Pro tip: if you serve these with mini chocolate chips on top, they taste remarkably similar to cannolis!
Blood Orange Mascarpone Panna Cotta
Yield: 4-6 servings
Prep time: 15 minutes, plus 2 or more hours to chill
Cook time: 5 minutes
1 1/2 cups heavy cream (or whole milk)*
1 teaspoon blood orange zest
1 tablespoon grassfed gelatin
1 cup mascarpone cheese
1/4 cup blood orange juice
1 teaspoon orange or lemon extract, optional**
1/2 teaspoon vanilla extract
Pinch of sea salt
1/4 cup plus 2 tablespoons honey
*Cream will make a very rich panna cotta, whereas milk will yield a lighter version. You can also substitute 2 1/2 cups coconut milk for the cream and mascarpone to make this dairy-free.
Place the heavy cream and orange zest in a small saucepan. Sprinkle the gelatin on top and let it bloom for about five minutes, until the surface of the cream looks wrinkled and some of the gelatin granules have dissolved.
If you plan to unmold your panna cottas for serving, grease 4 to 6 small ramekins (about 4 ounces each). If you plan to serve the panna cottas in their vessels, you can use small glasses or jars if you like and do not need to grease them.
Whisk the mascarpone, blood orange juice, extracts, and salt in a large bowl.
Place the saucepan of cream over low heat and warm, stirring often, until the gelatin has dissolved (rub a bit of the mixture between your thumb and forefinger to make sure it’s smooth). Be careful not to let the mixture come to a boil or even steam–remove it from the heat if you start to see vapor rising from the edges. Turn off the heat and whisk in the honey until smooth.

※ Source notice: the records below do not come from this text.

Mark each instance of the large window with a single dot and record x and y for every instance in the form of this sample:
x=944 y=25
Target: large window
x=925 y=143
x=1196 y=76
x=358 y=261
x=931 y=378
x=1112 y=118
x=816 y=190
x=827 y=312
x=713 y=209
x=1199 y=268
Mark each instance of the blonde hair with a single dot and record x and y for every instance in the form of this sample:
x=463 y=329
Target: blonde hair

Slowly pour the hot cream into the bowl with the mascarpone, whisking constantly, until uniform. If you’d like your panna cotta totally smooth, strain the liquid to remove the zest and any little clumps of gelatin (I did not do this because I like a little texture). Divide the mixture between the ramekins or jars and chill in the refrigerator for 2 to 4 hours, until set. Serve chilled or at room temperature.